Length of Pearl Harbor attack

October 1, 2023
Attack on Pearl Harbor: A Day

© Kobal Collection“December 7th, 1941, a date which will live in infamy, ” declared President Roosevelt on the day after the Japanese attack on the main US naval base in the Pacific. Hundreds of Japanese planes took the base by surprise early that Sunday morning, sinking or disabling 21 warships, destroying nearly 200 planes, and killing over 2, 000 people. It was a rude awakening for a country that had seemed determined to find its own path in the global conflict. Hollywood immediately seized on the topic in a number of low budget films about how America came to be ‘stabbed in the back’ by Japan. Since the war, the events of that fateful day have been dramatised on a much larger scale, but in strikingly different films.

1. From Here to Eternity

Dir: Fred Zinnemann, USA, 1953. With Montgomery Clift, Burt Lancaster, Deborah Kerr, Frank Sinatra, Donna Reed

This is by far the most acclaimed and admired of all Pearl Harbor films. Its appeal lay, in part, in its timeliness: eight years after the end of the war, audiences were ready to look back without the flag-waving or moral certainties that characterise wartime films. Thus, in From Here to Eternity the attack on Pearl Harbor does not serve as the springboard for revenge scenarios or for exposés of Japanese treachery. Rather, it represents an awakening from the malaise and drift of the prewar period.

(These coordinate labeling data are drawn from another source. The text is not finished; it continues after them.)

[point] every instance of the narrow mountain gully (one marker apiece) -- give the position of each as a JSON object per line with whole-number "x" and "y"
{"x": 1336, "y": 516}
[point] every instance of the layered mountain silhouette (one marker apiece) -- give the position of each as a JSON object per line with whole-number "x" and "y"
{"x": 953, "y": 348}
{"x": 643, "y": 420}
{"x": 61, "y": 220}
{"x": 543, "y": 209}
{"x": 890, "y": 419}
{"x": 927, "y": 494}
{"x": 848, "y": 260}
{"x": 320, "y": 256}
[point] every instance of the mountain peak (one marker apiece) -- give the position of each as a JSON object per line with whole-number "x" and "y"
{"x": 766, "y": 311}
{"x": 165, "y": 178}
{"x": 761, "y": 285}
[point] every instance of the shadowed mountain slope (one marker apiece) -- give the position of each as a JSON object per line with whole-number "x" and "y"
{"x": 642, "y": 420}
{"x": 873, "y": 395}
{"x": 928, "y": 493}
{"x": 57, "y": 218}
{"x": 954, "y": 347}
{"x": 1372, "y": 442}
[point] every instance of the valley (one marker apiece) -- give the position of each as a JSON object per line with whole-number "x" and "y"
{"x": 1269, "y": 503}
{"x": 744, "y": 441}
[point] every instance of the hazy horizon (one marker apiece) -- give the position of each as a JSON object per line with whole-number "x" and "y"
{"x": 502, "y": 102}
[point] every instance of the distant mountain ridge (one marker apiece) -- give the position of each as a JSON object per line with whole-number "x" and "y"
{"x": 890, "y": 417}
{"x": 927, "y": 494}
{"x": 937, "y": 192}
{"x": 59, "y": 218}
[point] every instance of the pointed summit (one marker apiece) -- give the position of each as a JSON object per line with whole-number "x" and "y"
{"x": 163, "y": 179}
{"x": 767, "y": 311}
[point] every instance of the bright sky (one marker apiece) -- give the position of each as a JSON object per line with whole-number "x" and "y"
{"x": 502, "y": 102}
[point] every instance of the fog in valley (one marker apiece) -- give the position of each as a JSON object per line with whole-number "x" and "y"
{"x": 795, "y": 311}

Today the film is best remembered for the image of Karen Holmes (Deborah Kerr) and Sergeant Warden (Burt Lancaster) kissing on the beach. Their story is just one of the plot lines that reveals the dissolute morality that precedes the attack; Holmes is married to Warden’s commanding officer. Captain Holmes (Philip Ober) is a weak leader interested only in gaining promotion through the army ranks. Private Maggio (Frank Sinatra) is a childish hothead who eventually dies at the hands of a sadistic stockade guard (Ernest Borgnine). Private Robert E Lee Prewitt (Montgomery Clift) is a champion boxer who refuses to fight in the army’s boxing league and is therefore abused by Holmes and his subordinates. Prewitt’s only solace is found with Lorene (Donna Reed), a ‘hostess’ in a Honolulu ‘social club’.

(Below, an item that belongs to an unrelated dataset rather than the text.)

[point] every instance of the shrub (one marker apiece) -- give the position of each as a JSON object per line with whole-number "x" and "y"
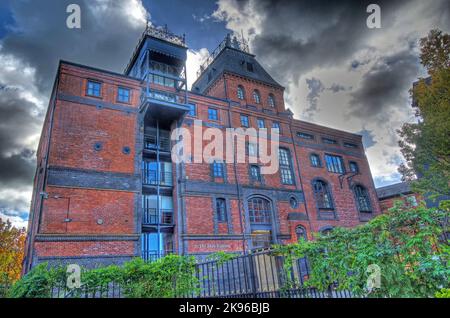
{"x": 406, "y": 244}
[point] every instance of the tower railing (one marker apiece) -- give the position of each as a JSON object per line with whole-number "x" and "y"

When the Japanese finally arrive, the attack itself is portrayed only briefly, but it has the effect of restoring order and purpose to the characters’ lives. The men are galvanised and become fighters. The women are sent back to the mainland, looking forlorn but also ready to live respectably.

But is it accurate?

The film was based on a bestselling novel by James Jones, who served in the army and was stationed at Schofield Barracks, where the film is set, at the time of Pearl Harbor. Jones’s portrait of service life had to be toned down considerably for the film. The army would not agree to co-operate with the filmmakers unless it was portrayed more favourably. Hence, while Captain Holmes is actually promoted in the novel, in the film he is made to resign for his misdeeds. The Hollywood censors required prostitutes to be hostesses, brothels to be social clubs, and other elements of the Honolulu nightlife to be eliminated altogether.

Accuracy: 5/10

2. Tora! Tora! Tora!

Dir: Richard Fleischer, Kinji Fukasaku, Toshio Masuda, USA/Japan, 1970. With Martin Balsam, Soh Yamamura, Joseph Cotten, Tatsuya Mihashi, Jason Robards

In the midst of the Vietnam War, Twentieth Century Fox produced this ambitious, two-and-a-half hour semi-documentary account of the attack on Pearl Harbor. The film was intended as a warning against complacency in the Cold War and also as a means of affirming the current state of good relations between the USA and Japan.

Both sides of the story are presented to the viewer, and this is essentially two different films intercut with one another. The Japanese perspective briefly explains Japan’s ambitions in Indochina, and therefore the need to strike at the USA’s Pacific fleet, but much more screen time is spent on the planning and preparation for the attack. The American perspective shows that cryptologists presented government and military leaders with an array of warning signals, but that complacency and bureaucracy ensured that none was heeded. The film’s two sides come together in the attack itself, which is recreated with some obvious limitations in special effects and sets.